Importantly, it does not suffer from coordinated omission, which almost every other load generator does. Especially the ones you hack together on your own. Properly generating load is hard.
Coordinated omission is when the load generator backs off on the pressure when the target is overloaded. It happens naturally since you can’t keep an infinite amount of outgoing requests active at once. You have to compensate for this effect.
Coordinated omission sounds like something that will just result in overestimated performance numbers, but it’s worse than that. It can easily reverse figures, making performance improvements look like things got worse.
It seems like the Coordinated Omission problem is more or less a euphemism for backpressure. Backpressure is a cross-cutting concern, though. You can see it if any of your systems in the chain slow down, from the load generator, through the web server, appserver, etc. A bottleneck in any area makes the downline systems look “bettter” under reduced load.
The remedy for backpressure awareness is that, as you add more concurrency you watch that the graph for throughput and requests/second increase in the exact same manner as the increase in VUs. I don’t think this is a tool problem–just an area to have awareness. For example, as I ramp up load, if I’m using a step pattern, bandwidth and hits/second should follow the step pattern. If they don’t, the test is invalid the moment they deviate.
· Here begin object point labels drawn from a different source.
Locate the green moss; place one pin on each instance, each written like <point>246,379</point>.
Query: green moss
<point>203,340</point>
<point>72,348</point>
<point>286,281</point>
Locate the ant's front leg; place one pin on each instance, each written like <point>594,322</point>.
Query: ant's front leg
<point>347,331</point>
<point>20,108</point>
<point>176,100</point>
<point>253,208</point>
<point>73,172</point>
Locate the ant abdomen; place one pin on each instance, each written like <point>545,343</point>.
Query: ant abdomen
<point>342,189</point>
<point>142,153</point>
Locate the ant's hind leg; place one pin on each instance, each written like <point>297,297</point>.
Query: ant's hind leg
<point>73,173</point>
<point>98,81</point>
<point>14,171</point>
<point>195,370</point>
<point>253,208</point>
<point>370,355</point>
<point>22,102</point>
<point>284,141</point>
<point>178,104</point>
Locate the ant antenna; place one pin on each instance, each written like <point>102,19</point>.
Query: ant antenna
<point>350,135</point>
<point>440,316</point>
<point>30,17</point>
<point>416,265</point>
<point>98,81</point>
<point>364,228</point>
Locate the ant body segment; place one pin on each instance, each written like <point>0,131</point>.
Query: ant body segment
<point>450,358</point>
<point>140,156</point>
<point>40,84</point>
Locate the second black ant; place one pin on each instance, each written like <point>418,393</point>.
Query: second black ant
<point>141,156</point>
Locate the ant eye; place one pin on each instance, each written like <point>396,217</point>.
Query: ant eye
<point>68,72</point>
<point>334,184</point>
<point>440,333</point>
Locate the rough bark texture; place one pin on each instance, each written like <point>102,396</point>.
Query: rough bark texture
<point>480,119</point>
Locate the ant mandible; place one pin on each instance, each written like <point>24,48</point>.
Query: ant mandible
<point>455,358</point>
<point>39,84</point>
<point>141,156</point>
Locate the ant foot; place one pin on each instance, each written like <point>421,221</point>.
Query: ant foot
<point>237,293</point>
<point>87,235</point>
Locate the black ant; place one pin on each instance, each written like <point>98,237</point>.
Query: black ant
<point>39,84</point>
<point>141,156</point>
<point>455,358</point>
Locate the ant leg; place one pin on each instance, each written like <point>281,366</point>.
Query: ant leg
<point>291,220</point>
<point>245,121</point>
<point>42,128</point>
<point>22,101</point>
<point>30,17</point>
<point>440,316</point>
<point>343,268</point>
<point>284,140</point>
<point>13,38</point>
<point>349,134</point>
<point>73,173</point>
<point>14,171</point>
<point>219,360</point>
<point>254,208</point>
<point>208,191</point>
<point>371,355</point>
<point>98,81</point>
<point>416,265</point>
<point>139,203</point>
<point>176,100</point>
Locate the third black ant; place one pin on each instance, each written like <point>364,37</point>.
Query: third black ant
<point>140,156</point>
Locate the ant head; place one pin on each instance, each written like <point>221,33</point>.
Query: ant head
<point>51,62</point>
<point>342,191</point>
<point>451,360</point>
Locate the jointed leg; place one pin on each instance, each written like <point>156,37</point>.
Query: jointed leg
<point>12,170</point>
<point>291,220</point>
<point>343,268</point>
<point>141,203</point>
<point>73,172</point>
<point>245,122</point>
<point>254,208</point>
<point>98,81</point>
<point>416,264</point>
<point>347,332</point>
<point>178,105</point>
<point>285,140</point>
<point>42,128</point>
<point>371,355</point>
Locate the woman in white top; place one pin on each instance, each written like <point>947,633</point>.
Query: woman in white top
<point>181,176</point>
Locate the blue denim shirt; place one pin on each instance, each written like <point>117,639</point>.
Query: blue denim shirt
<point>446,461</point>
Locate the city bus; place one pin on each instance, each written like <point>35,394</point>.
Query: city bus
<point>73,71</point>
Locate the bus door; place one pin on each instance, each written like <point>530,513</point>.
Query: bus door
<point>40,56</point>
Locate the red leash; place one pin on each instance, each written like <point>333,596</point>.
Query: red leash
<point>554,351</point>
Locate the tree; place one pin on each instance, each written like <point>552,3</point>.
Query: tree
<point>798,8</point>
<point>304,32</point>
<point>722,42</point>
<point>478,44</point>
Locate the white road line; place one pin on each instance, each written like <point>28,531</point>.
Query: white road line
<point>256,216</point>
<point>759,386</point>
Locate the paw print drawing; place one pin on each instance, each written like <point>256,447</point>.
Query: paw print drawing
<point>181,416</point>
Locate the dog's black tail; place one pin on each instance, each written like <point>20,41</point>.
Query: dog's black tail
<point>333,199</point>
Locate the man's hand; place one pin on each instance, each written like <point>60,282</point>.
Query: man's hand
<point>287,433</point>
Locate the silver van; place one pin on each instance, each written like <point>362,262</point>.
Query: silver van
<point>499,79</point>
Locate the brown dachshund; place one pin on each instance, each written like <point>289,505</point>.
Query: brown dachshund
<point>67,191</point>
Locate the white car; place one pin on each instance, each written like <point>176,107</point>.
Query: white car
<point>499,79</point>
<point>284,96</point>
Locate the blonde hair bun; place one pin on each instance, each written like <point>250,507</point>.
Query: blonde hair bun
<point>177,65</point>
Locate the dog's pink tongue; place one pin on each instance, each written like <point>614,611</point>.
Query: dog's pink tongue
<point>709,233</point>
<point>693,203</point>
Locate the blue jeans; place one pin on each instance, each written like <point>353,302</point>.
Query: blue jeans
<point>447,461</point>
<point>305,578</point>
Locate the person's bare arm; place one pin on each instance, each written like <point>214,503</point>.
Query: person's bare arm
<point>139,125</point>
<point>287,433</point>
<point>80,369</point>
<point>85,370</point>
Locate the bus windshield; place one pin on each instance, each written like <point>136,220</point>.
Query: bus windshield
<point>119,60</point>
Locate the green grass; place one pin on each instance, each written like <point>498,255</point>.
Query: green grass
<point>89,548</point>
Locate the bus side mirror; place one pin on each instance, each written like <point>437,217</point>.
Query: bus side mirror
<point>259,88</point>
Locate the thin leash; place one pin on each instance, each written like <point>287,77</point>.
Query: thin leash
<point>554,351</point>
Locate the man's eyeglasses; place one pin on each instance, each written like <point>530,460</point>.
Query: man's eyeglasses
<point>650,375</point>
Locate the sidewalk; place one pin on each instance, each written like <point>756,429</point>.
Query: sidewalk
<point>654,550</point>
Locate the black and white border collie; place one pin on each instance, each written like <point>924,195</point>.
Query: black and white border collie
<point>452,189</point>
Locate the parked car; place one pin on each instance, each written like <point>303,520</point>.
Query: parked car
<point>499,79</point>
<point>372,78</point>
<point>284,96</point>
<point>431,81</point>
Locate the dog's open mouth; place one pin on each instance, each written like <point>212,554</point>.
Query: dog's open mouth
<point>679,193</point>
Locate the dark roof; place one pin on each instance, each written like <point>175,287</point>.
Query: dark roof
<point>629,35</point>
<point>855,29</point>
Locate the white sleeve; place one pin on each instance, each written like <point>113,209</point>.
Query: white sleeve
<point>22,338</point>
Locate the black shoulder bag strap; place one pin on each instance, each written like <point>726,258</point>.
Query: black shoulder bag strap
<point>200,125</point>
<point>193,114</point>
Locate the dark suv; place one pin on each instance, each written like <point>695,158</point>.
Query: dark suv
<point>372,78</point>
The worst tools, in my experience, are the ones that “throw load” when real users would be “stuck.” Those tools are far more dangerous and have worse failure modes. For example, if the page returned happens to have a 200 status code, with a giant message saying “Critical System Failure” a tool that ignores backpressure and slings load might show you improved performance once the error page appears as it loads fast!
Good points! With your awareness of the problems involved, and willingness to declare a test invalid when the actual load doesn’t match the attempted load, I’m not too worried about you drawing the wrong conclusions – no matter what tool you use.
The problem you mention in your last paragraph is a problem whether or not your tool corrects for constant attempted load. Any tool ignores backpressure when the “backpressure mechanism” is a very fast 200 OK.
This is not what the question asked, but since details of the question reveal some gaps in knowledge about load testing, I’ll take a moment to address one issue:
Knowledge of how to properly measure and test load is way more important than choice of tooling. Gil Tene talks about this in an approachable way. A good start might be the YouTube video that got me down the rabbit hole a long time ago: https://m.youtube.com/watch?v=lJ8ydIuPFeU
Really good content in that, in general!
I have some thoughts on the Coordinated Omission problem, but I moved them to your comment above.